Blob CSV to Table¶
Trigger: Event Grid (Blob) | Guarantee: at-least-once | Complexity: intermediate
Overview¶
The examples/blob-and-file-triggers/blob_csv_to_table/ recipe processes uploaded CSV files and materializes each row into Azure Table Storage. The function wakes up on a blob-created event, downloads the CSV, parses it with csv.DictReader, and upserts each row using a deterministic partition and row key strategy.
This pattern is useful for lightweight ingestion pipelines where files arrive in batches but downstream consumers want queryable row-level records. Table Storage keeps the operational footprint small while still giving you a durable projection of the uploaded file.
When to Use¶
- CSV files arrive in Blob Storage and need row-level indexing.
- A lightweight NoSQL table is enough for the target shape.
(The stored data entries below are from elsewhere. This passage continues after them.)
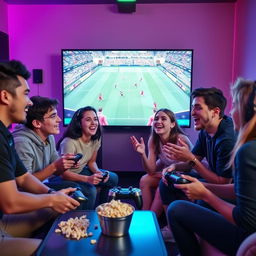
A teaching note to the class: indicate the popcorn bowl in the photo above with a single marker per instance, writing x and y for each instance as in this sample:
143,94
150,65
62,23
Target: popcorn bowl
115,226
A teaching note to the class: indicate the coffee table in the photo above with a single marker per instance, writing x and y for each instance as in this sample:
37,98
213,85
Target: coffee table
144,238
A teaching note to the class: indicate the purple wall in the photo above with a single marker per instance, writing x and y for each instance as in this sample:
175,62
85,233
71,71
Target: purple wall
3,17
245,53
38,32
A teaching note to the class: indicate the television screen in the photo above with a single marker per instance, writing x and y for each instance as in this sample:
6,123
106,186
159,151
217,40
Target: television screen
126,87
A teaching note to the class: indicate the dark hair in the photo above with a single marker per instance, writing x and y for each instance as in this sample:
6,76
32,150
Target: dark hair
175,131
8,75
41,105
213,98
74,129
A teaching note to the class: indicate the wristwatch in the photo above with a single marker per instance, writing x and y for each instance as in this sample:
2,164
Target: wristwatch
50,191
192,163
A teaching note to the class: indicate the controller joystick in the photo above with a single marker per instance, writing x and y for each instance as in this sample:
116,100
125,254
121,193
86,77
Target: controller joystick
78,195
77,157
175,178
104,175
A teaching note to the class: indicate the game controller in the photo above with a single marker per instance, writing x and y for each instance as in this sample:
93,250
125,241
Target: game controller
175,178
77,157
78,195
126,193
104,175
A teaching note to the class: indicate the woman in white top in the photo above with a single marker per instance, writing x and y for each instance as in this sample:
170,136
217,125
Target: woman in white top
83,136
164,129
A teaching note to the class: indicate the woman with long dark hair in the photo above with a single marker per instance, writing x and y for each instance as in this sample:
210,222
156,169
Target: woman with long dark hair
164,129
83,136
230,224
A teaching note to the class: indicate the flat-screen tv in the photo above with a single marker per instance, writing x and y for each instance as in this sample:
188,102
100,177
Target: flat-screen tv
126,87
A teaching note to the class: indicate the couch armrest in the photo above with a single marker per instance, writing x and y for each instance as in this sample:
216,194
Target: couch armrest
248,246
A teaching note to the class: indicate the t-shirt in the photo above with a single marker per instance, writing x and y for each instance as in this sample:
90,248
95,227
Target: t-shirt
75,146
244,213
10,163
217,149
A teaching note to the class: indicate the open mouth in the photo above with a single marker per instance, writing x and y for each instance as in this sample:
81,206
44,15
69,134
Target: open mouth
196,121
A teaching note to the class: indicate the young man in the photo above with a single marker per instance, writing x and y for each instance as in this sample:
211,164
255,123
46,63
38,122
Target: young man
21,211
215,142
35,144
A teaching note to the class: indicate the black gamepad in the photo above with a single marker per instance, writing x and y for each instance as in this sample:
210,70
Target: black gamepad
175,178
77,157
126,193
104,175
78,195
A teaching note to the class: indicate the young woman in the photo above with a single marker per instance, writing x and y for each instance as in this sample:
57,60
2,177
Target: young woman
83,136
164,129
230,224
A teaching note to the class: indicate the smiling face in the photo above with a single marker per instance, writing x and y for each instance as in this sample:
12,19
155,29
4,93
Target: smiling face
20,102
162,123
50,123
89,123
201,114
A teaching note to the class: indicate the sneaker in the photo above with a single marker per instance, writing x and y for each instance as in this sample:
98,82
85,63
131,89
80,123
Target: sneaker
167,235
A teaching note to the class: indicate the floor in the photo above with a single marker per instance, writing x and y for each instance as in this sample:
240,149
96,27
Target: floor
127,179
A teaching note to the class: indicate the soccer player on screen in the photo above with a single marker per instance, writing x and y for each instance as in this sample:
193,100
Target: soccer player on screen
100,97
102,117
151,118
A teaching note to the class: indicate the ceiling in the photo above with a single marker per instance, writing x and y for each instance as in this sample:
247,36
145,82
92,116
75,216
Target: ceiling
111,1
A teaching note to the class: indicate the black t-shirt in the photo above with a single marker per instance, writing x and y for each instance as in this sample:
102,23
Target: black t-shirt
10,164
244,213
217,149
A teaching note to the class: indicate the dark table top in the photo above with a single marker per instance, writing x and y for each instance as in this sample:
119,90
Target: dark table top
144,238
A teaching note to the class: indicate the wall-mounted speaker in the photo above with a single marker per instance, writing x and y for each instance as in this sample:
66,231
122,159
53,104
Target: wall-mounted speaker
37,76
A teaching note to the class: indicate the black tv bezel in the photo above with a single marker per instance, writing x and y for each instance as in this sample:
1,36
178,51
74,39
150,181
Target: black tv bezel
116,49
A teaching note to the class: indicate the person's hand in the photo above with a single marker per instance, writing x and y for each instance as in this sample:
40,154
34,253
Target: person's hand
95,178
138,146
178,152
64,163
194,190
165,170
61,202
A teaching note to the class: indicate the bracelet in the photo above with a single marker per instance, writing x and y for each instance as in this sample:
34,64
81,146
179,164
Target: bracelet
50,191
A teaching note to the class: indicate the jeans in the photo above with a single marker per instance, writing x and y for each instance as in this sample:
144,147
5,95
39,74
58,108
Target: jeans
15,230
187,219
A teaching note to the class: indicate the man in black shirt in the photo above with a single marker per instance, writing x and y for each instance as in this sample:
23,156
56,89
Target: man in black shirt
215,142
25,209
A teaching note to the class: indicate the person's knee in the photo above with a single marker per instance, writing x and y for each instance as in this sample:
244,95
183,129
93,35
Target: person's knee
177,209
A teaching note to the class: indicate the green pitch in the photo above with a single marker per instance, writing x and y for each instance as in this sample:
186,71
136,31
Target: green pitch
127,94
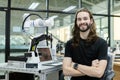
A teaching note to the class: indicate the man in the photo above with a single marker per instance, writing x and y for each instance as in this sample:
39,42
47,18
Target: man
86,53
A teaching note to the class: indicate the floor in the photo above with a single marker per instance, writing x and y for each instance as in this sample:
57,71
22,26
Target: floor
117,71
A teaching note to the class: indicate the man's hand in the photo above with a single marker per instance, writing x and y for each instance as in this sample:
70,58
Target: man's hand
95,63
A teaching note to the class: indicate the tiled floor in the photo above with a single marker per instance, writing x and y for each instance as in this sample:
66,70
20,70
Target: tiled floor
117,71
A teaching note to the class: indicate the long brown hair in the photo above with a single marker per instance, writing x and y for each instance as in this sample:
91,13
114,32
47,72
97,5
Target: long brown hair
92,36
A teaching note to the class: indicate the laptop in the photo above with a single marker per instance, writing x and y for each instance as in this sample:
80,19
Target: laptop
46,57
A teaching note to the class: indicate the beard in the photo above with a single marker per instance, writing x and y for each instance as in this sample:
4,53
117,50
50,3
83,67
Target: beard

- Reprocessing the same file should overwrite or merge existing rows.
When NOT to Use¶
- The file schema is highly variable or nested.
- You need relational constraints or analytical query features.
- A single upload contains more data than one function execution should handle.
Architecture¶
flowchart LR
csv[CSV upload] --> blob[Blob Storage uploads container]
blob --> eg[Event Grid]
eg --> fn[blob_csv_to_table]
fn --> table[Azure Table Storage]
fn --> logs[Structured logs]
Behavior¶
sequenceDiagram
participant Storage as Blob Storage
participant Function as CSV ingestion function
participant Table as Table Storage
Storage->>Function: BlobCreated event
Function->>Storage: Download CSV
loop each row
Function->>Table: upsert_entity(PartitionKey, RowKey, ...)
end
Implementation¶
The Event Grid handler resolves the uploaded blob and loads its rows into the configured table.
@app.event_grid_trigger(arg_name="event")
@with_context
def blob_csv_to_table(event: func.EventGridEvent) -> None:
data = event.get_json()
container, blob_name = _blob_parts(str(data["url"]))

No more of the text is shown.